Na prática, a análise é complexa, mas a devolução tem que ser ágil e palatável. Paulo Freire, uma vez, me disse que intelectual é quem pensa difícil, mas fala fácil, para que o interlocutor possa interpelá-lo. Falar difícil para um interlocutor que não especialista na área é um sinal de insegurança e/ou autoritarismo.
Pois bem, o recurso da comparação entre personalidades políticas leva esta justificativa do atalho explicativo. Uma simplificação, de qualquer maneira. O cuidado que se deve ter é o mesmo que Weber teve quando explicou o que é um tipo ideal. Não é o real. Nem mesmo se encontra um tipo puro no mundo real. Mas, do ponto de vista analítico, trata-se de uma fonte para o leitor decompor a realidade.
Dito isto, quero refutar, com toda clareza, esta comparação de Marina com Collor. Trata-se de um recurso didático empregado pelo analista. Em vários casos, uma maldade incontida que resvala em caráter duvidoso. Mas, na maioria das postagens que li, tratava-se de uma mera comparação didática. Mesmo assim, equivocada.

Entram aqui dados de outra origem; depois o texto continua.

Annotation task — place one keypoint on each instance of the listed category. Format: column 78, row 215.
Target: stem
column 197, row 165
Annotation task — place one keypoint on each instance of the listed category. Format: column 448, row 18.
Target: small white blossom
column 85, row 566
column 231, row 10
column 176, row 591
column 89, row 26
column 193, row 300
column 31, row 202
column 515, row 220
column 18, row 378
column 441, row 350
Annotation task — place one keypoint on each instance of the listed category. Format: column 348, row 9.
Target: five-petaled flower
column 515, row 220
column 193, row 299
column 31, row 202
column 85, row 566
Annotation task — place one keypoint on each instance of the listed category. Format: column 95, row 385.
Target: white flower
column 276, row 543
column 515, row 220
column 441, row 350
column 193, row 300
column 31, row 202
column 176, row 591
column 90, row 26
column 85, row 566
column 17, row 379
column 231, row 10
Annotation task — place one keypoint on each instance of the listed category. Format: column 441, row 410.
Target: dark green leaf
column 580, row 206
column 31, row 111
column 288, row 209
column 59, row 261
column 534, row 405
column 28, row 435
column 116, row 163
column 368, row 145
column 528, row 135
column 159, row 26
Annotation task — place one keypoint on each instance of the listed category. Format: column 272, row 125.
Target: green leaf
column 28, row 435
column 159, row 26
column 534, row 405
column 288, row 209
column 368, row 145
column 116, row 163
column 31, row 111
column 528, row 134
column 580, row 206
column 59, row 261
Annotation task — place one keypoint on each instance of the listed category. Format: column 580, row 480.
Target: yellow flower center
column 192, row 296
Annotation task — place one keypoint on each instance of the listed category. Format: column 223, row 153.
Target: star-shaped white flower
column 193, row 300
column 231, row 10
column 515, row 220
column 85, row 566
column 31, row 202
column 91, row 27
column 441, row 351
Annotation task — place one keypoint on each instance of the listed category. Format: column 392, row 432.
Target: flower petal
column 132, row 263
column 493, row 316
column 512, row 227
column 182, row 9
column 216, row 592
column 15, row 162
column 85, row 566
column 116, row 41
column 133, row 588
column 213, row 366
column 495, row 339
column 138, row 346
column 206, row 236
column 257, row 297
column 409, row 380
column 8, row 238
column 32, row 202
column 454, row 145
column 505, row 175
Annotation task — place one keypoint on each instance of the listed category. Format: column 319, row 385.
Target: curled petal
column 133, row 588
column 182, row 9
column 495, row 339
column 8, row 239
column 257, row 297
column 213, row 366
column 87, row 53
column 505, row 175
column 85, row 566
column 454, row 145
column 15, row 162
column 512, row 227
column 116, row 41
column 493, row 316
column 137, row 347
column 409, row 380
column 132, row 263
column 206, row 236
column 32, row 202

O que foi Collor? Um representante de uma fração de nosso empresariado periférico. Filho de coronéis, se construiu pelo marketing. Foi o político que colocou a disputa eleitoral num novo patamar profissional de preparação das falas, da vestimenta, da estratégia de apresentação. O pós-Collor é algo totalmente distinto das disputas pré-Collor. Desde sempre, Collor foi representante da periferia empresarial. Trouxe para seu governo parte da periferia intelectual. Até tentou algo mais expressivo, mas Covas vetou. Sem sustentação de sua classe de origem, apelou para os segmentos sociais desorganizados, marginalizados, desesperados pela sobrevivência. E deu no que deu. Foi se isolando.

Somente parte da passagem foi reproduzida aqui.